Cross-functional team collaboration happens when employees from different teams, departments, and verticals of a company come together to collaborate on a common goal or project. It creates a culture of continuous improvement, teamwork, and communication across the organization.
The collaboration tool you pick shouldn’t create silos where teams or departments within the company don’t have any knowledge about what their counterparts are working on.
Instead, it should help employees from different teams and departments communicate effectively in order to boost cross-functional team collaboration.
An ideal collaboration tool should give you all the permission control options you need to minimize unauthorized access to important business data. While maintaining transparency is important in an organization, security is paramount.
For instance, you may not want important discussions between different department heads to be visible to employees, the company leadership might want to have confidential meetings with the HR department about future pay cuts, or a team may be working on a small secret project that they are not ready to disclose yet.
The collaboration tool should give you access and permission control so that you can make each communication channel as transparent or as private as you want.
When introducing a new tool or technology in the organization, you want to remove as many barriers as you can for maximum user adoption in order to get a good return on investment. But employees can often resist new tools because of its lack of user-friendliness, their discomfort to change, or just their inability to see the value of the new tool.
The ideal team collaboration tool should be effective enough to eliminate any initial resistance by offering immediate and clear value to the end-users, the employees. It should have a modern, clean, and intuitive interface that makes it easy for new users to start using the tool with a minimum learning curve.
The team collaboration tool should complement, not disrupt the existing IT infrastructure of your organization. It should integrate seamlessly with all the existing applications without making it difficult for employees to toggle between applications.
When reviewing collaboration tools, you should check whether the integration is possible through a direct API connection which will only take a few clicks or a backend developer that will need the IT team’s assistance.
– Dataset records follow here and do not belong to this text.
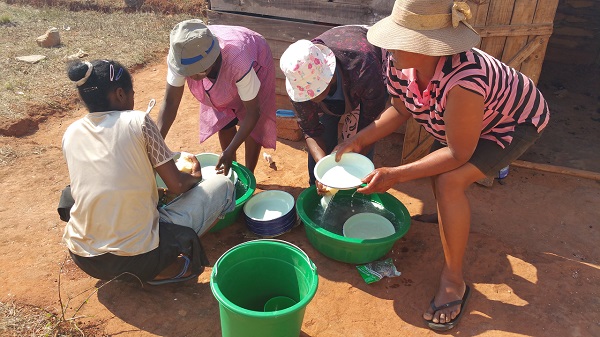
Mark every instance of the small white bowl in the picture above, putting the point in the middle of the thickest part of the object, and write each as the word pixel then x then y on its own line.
pixel 345 174
pixel 368 226
pixel 208 161
pixel 269 205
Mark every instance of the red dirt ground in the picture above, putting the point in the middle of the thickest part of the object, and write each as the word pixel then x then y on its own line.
pixel 533 256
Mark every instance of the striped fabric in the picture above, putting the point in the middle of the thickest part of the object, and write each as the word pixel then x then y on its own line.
pixel 510 98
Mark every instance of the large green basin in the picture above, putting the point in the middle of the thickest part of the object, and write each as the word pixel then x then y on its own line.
pixel 350 250
pixel 244 188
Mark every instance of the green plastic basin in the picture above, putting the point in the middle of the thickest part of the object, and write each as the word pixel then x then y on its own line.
pixel 244 188
pixel 350 250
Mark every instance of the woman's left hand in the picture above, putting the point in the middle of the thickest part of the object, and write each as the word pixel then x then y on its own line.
pixel 379 181
pixel 225 160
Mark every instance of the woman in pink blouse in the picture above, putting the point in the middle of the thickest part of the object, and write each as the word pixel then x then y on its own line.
pixel 231 73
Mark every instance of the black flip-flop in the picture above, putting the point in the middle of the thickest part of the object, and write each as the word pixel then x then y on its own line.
pixel 447 326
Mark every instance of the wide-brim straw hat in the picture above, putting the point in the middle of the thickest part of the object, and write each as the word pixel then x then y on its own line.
pixel 429 27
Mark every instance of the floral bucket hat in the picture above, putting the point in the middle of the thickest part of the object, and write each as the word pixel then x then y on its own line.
pixel 308 69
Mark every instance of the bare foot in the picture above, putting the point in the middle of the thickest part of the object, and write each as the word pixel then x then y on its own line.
pixel 447 293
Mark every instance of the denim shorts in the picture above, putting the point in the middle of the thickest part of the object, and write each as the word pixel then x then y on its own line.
pixel 489 157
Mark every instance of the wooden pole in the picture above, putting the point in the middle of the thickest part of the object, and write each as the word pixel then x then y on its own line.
pixel 557 169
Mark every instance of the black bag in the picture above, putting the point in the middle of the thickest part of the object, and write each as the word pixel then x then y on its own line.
pixel 65 203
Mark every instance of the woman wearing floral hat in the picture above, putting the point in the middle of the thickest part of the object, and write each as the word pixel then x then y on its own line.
pixel 230 71
pixel 482 113
pixel 329 77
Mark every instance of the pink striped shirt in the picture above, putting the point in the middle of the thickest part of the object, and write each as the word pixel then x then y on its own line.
pixel 510 98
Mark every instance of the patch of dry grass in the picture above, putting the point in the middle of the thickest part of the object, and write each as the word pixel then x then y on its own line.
pixel 131 37
pixel 22 320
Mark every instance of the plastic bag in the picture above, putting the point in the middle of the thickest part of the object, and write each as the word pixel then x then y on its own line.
pixel 375 271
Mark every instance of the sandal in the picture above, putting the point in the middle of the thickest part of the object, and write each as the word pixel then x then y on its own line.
pixel 177 278
pixel 447 326
pixel 428 218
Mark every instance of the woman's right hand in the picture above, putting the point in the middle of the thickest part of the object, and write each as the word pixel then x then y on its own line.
pixel 321 189
pixel 196 168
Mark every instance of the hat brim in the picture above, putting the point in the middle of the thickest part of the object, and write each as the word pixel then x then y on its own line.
pixel 439 42
pixel 194 68
pixel 296 95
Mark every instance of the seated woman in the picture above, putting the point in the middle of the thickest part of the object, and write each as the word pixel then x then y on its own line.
pixel 114 226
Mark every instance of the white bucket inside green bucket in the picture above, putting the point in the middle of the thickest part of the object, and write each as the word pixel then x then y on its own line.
pixel 250 274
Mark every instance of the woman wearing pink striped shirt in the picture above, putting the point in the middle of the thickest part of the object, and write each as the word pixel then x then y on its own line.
pixel 482 114
pixel 230 71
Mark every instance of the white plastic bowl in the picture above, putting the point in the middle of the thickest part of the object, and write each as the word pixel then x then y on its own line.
pixel 269 205
pixel 208 161
pixel 345 174
pixel 368 226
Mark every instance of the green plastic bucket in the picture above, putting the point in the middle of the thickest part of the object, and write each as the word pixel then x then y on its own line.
pixel 244 189
pixel 250 274
pixel 350 250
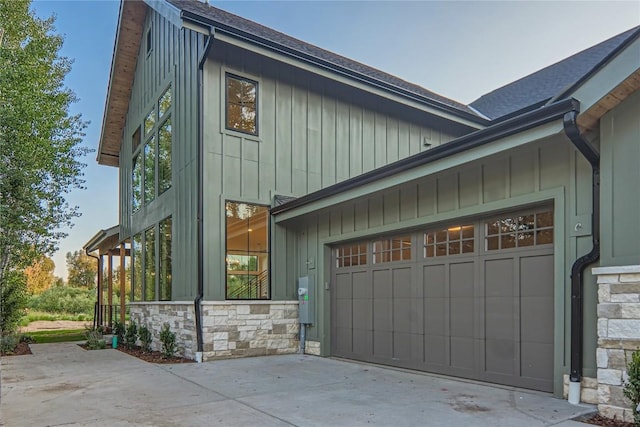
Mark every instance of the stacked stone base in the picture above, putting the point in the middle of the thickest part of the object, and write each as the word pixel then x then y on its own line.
pixel 230 329
pixel 588 390
pixel 618 336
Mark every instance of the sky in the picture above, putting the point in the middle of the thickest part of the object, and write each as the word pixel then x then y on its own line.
pixel 459 49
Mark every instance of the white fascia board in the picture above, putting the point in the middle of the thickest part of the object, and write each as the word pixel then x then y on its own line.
pixel 343 79
pixel 496 147
pixel 608 77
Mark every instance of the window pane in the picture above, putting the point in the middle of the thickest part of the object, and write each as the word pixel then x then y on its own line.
pixel 544 219
pixel 525 239
pixel 150 265
pixel 164 156
pixel 544 237
pixel 492 243
pixel 247 257
pixel 165 259
pixel 149 170
pixel 136 183
pixel 242 106
pixel 136 260
pixel 149 122
pixel 165 103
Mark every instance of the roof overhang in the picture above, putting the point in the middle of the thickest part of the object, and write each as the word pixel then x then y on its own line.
pixel 123 68
pixel 351 78
pixel 103 241
pixel 610 84
pixel 503 136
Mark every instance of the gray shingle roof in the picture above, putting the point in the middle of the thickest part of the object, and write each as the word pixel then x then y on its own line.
pixel 551 81
pixel 228 20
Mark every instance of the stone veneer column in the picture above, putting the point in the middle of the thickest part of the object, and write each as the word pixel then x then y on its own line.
pixel 618 335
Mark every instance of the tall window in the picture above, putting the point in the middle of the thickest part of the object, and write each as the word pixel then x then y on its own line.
pixel 151 165
pixel 150 264
pixel 247 256
pixel 242 105
pixel 165 259
pixel 136 267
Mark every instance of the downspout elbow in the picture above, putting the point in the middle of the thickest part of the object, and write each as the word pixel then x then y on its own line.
pixel 197 303
pixel 577 270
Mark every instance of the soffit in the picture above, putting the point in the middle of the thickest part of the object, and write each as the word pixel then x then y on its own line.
pixel 123 67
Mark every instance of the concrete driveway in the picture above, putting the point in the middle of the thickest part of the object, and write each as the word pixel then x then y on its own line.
pixel 62 384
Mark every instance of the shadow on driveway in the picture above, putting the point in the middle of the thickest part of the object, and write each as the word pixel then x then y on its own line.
pixel 63 384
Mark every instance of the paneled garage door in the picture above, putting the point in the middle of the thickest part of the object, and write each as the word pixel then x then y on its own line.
pixel 473 299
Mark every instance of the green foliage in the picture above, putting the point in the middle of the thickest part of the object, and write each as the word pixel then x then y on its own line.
pixel 65 300
pixel 82 270
pixel 119 330
pixel 40 146
pixel 632 386
pixel 95 340
pixel 168 340
pixel 8 343
pixel 131 335
pixel 146 337
pixel 13 297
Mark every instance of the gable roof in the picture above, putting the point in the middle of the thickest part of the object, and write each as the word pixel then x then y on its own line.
pixel 552 82
pixel 221 19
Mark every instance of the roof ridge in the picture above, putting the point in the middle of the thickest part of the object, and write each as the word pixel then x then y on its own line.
pixel 314 50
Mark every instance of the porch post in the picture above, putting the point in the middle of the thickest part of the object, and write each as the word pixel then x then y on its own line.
pixel 123 273
pixel 100 266
pixel 110 289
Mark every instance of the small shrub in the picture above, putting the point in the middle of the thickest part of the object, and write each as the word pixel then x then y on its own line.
pixel 119 331
pixel 8 343
pixel 168 340
pixel 27 338
pixel 632 386
pixel 145 337
pixel 131 335
pixel 95 340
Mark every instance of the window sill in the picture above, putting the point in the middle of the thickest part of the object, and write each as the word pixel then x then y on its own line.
pixel 246 136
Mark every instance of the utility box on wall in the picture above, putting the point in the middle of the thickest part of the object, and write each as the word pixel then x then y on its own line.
pixel 306 299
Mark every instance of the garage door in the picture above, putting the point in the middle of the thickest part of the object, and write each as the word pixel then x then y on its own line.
pixel 473 299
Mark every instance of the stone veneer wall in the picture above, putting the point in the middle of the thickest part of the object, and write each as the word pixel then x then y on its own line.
pixel 618 335
pixel 230 329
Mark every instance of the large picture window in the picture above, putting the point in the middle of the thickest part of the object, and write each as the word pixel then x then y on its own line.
pixel 151 263
pixel 247 255
pixel 151 161
pixel 242 105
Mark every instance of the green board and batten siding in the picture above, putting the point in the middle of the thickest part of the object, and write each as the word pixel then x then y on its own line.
pixel 549 171
pixel 620 136
pixel 172 61
pixel 310 137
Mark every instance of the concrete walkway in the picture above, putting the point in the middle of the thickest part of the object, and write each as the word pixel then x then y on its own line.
pixel 62 384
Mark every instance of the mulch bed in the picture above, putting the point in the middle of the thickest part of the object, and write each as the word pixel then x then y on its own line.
pixel 20 350
pixel 606 422
pixel 153 356
pixel 148 356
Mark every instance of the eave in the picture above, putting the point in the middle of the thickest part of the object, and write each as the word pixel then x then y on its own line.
pixel 123 68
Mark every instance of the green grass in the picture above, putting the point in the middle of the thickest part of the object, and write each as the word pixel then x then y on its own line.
pixel 33 316
pixel 61 335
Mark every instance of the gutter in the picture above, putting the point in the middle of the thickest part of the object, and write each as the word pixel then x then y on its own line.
pixel 577 270
pixel 475 139
pixel 200 148
pixel 97 319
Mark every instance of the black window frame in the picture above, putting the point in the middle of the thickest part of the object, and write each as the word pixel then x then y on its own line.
pixel 226 104
pixel 226 250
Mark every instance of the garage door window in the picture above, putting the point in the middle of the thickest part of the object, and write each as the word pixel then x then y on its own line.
pixel 351 255
pixel 449 241
pixel 519 231
pixel 394 249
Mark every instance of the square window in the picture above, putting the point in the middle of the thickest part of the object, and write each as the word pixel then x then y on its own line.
pixel 242 105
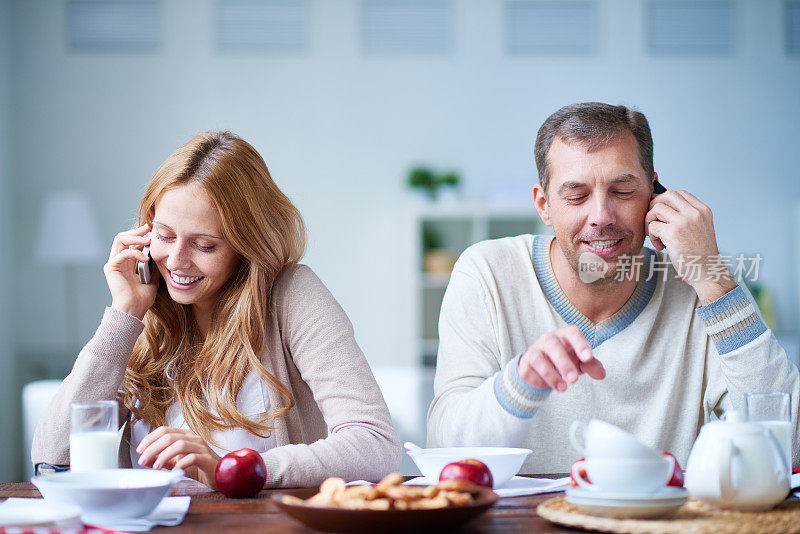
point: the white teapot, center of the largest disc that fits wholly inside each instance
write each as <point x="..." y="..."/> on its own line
<point x="734" y="464"/>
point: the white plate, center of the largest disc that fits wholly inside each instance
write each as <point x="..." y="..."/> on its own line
<point x="639" y="506"/>
<point x="108" y="495"/>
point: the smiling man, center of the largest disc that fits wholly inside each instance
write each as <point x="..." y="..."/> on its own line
<point x="538" y="331"/>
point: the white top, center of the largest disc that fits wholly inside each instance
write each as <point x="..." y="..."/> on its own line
<point x="252" y="401"/>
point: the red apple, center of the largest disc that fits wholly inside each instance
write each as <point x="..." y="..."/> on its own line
<point x="581" y="471"/>
<point x="677" y="475"/>
<point x="471" y="470"/>
<point x="241" y="473"/>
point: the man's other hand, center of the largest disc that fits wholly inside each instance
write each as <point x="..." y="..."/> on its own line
<point x="558" y="358"/>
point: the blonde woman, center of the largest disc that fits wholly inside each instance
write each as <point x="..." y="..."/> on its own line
<point x="233" y="343"/>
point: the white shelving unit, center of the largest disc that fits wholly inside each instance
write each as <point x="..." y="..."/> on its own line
<point x="453" y="228"/>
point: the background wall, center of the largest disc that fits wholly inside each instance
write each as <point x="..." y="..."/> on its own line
<point x="9" y="401"/>
<point x="340" y="128"/>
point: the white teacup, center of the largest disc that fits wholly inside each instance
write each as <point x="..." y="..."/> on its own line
<point x="624" y="475"/>
<point x="604" y="440"/>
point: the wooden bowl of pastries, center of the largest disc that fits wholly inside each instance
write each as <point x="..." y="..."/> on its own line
<point x="389" y="506"/>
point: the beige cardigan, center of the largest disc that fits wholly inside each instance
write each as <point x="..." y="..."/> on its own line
<point x="339" y="426"/>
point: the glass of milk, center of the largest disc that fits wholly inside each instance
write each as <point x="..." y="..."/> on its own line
<point x="93" y="438"/>
<point x="774" y="412"/>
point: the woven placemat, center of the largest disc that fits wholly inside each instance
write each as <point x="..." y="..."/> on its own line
<point x="693" y="517"/>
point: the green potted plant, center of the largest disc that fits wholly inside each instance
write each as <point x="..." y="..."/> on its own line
<point x="430" y="183"/>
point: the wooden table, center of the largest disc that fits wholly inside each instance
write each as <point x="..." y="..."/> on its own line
<point x="210" y="511"/>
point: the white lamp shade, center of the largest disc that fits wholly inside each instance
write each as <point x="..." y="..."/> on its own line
<point x="68" y="233"/>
It's also important to note how well the third-party applications get integrated with the collaboration tool and if it even helps the employees.
If your organization is constantly growing, you will need a collaboration tool that can scale.
The tool might be good enough for a small company of 100 employees but if you have a vision of growing your company multifold, then you need a tool that can seamlessly support 1000 employees just as easily as it supports 100 employees.
After all, switching a collaboration tool after a year or two just because it can’t fit your growing needs will only lead to more costs and work disruptions.
While these are just the main features an ideal collaboration tool should have, the tool that you choose should work for your organization and align with all your specific needs and challenges.
Selecting a separate collaboration tool means employees would have to constantly toggle between their other work applications just to talk to their coworkers. When you manage projects and tasks through a separate tool, it can also become difficult to give context about your queries.
Instead, you can use a single tool like a digital workplace platform which ensures that collaboration is not separated from the actual work. When you manage all your collaboration, communication, projects, tasks, and processes through the same platform, it is easier to have contextual conversations about work in a more streamlined manner, which directly boosts collaboration in the organization.